Действительно, дело было в чистом поле.
Два гимназиста, гостившие в деревне у родственников, сельский учитель и пишущий эти заметки в один славный летний вечер шли путем-дорогою, направляясь вместе с другими богомольцами в один из тех маленьких, третьеклассных монастырей, которых так много в Новгородской губернии. Шли мы берегом реки Волхова, по старой Аракчеевской дороге, густо обсаженной березником, — шли, наслаждаясь самым процессом ходьбы, молчанием дороги, молчанием реки. Все мы, отправляясь пешком на богомолье, делали это в видах отдохновения от разговоров об этих "порядках" и "непорядках", которые уже достаточно истомили нас в столице.
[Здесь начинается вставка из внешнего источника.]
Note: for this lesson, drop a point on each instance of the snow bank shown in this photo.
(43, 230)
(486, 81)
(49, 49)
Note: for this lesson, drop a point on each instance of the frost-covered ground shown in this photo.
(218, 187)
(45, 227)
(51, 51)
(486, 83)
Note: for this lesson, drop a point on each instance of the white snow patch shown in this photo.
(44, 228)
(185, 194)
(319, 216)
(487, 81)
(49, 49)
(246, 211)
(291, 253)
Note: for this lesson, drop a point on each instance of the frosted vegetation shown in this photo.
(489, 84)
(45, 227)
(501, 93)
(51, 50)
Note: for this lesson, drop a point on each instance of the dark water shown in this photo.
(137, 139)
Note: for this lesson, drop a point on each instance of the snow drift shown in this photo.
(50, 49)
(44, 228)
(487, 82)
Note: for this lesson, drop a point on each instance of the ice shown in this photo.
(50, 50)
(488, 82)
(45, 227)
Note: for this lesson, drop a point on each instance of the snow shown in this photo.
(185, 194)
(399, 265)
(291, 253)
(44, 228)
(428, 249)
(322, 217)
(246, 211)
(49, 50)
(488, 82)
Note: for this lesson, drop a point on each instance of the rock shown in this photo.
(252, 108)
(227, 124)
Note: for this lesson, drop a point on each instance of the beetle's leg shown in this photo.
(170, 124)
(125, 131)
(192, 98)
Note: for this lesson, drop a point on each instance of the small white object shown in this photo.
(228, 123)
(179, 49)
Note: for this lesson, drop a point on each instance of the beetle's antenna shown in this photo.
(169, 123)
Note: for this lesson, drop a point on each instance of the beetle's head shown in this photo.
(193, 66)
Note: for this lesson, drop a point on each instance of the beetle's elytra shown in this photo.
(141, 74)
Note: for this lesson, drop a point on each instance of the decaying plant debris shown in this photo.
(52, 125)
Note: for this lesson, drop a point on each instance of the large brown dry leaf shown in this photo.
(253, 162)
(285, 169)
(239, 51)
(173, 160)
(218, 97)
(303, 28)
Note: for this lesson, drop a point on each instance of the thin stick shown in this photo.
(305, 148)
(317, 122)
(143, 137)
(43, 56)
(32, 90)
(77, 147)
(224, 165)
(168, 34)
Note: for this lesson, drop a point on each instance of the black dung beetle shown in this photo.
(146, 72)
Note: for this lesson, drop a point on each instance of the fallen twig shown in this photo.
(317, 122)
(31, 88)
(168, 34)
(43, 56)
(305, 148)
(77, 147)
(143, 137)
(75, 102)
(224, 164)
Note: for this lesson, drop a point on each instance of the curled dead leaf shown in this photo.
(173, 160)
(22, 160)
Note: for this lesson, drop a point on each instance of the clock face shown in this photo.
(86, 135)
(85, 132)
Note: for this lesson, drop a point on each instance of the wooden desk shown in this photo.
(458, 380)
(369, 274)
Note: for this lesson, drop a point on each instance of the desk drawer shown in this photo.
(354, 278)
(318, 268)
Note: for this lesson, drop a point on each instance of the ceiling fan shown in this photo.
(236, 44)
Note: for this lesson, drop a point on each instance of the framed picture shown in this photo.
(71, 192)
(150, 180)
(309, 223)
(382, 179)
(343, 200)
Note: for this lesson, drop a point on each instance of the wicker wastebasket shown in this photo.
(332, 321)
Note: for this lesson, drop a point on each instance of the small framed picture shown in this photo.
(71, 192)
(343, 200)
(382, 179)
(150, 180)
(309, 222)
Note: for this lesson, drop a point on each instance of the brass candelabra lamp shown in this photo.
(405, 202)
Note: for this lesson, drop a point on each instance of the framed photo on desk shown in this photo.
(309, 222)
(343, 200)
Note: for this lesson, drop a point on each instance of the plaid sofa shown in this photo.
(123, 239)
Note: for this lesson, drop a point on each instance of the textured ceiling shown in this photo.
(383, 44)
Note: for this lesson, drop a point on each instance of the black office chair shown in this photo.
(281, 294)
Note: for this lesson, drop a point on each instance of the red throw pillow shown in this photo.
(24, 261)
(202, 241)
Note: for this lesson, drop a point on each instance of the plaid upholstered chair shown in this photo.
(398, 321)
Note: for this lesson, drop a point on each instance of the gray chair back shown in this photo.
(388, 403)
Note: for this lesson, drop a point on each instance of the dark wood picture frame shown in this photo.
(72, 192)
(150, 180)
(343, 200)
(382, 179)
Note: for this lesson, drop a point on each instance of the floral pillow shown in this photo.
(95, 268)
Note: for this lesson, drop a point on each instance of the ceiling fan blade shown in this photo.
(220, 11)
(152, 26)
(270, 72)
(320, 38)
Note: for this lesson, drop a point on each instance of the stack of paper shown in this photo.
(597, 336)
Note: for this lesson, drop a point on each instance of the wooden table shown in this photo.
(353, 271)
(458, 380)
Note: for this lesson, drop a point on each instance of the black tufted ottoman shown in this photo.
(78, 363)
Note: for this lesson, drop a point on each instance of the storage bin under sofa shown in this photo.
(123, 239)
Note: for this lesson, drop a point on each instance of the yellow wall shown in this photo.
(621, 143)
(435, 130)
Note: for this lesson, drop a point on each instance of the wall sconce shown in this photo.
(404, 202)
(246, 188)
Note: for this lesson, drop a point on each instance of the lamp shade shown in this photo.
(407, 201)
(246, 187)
И вот, едва только мы "разошлись", только стали входить во вкус физического утомления, как опять уже преследует нас мудрствование какого-то богомольца, похожего на старого отставного солдата, мудрствование, как нам было хорошо известно, всегда почти бесплодное.
Дело в том, что толки о порядках и непорядках, а вместе с толками и бесплодность их, в настоящее время составляют не только достояние столичной, газетной или журнальной беседы, но сделались необходимейшею принадлежностью и всякого деревенского разговора. Если вы разговариваете не о хозяйстве, не об умолоте или урожае, то, наверное, ваша деревенская беседа идет о "порядках и непорядках", причем бесплодность этой беседы в деревне для вас, постороннего человека, осложняется тем важным обстоятельством, что, во-первых, сами вы посторонний деревне человек, крайне мало понимаете условия народной жизни и иногда в целых, повидимому весьма убедительно произнесенных, тирадах не можете видеть ничего, кроме бессмыслицы; а во-вторых, — и это главным образом, — тем, что разговаривают о порядках и непорядках большею частию старики, люди, у которых было известное, определенное прошлое и которым судьба судила дивоваться на нечто новое, крайне разнообразное и многосложное. Судите же теперь, в какой мере может быть плодотворна беседа, если один из беседующих не понимает ни точки зрения собеседника, ни его языка, а другой старается разобрать новые, совершенно ему незнакомые, небывалые для него явления, руководствуясь только старою точкой зрения. Послушайте, для примера, о чем говорят вот эти две старухи, сидящие вечерком на завалинке.